"It is very doubtful that what is called Bloomsbury ever existed, but for the purposes of this lecture I have to pretend that it did," said English novelist David Garnett, lecturing on "Virginia Woolf and Bloomsbury." A younger member of the group of English writers, theorists and artists who gathered in the London district called Bloomsbury in the early 20th century that included Lytton Strachey, Maynard Keynes, Virginia and Leonard Woolf and Virginia Woolf's sister Vanessa and her husband, the artist Clive Bell, Garnett gained wide acclaim for his novel Lady into Fox, which won the James Tait Black Memorial Prize for fiction in 1922.

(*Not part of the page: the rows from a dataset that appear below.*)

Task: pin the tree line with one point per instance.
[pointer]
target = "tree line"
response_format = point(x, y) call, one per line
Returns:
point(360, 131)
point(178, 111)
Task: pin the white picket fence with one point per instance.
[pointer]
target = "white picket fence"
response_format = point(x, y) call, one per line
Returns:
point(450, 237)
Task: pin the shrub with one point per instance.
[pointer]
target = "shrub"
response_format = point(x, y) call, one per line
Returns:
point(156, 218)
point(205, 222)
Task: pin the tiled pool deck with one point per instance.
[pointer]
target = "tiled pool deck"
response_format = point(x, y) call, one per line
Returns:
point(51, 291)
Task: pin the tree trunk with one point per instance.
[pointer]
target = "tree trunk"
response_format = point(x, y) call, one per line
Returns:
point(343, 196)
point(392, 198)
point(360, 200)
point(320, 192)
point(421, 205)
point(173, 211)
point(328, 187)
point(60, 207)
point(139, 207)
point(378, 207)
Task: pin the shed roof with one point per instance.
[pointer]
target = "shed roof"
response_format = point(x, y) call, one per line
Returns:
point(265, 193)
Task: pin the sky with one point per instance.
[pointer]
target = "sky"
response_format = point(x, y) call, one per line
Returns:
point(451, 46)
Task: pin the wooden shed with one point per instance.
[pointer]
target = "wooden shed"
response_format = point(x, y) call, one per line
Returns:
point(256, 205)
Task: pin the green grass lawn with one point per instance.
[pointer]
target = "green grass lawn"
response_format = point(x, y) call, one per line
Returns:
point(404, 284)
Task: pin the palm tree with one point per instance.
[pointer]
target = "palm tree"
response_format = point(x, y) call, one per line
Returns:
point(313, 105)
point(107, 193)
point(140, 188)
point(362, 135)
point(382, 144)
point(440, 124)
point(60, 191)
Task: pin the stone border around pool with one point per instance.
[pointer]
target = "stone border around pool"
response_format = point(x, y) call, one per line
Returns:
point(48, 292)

In what Tona Johnston '68 called in The Miscellany News "a delightful and exceptional evening," Garnett spoke of the interests and eccentricities of the diverse group of intellectuals, ranging from pacificism, condemnation of snobbery and sexual freedom to the economist Keynes's habit of inviting those who wished to speak with him about his ideas to do so as he was taking his bath and to Virginia Woolf's little-known "delight in lampooning herself." About Woolf he said, "By the time I got to know her well, she'd suffered much and was already almost middle-aged," adding that "Everything she described was a unique experience; she never generalized, always particularized.... I was trying to write, too, making feeble experiments, and my goodness, it was exciting to read Virginia!"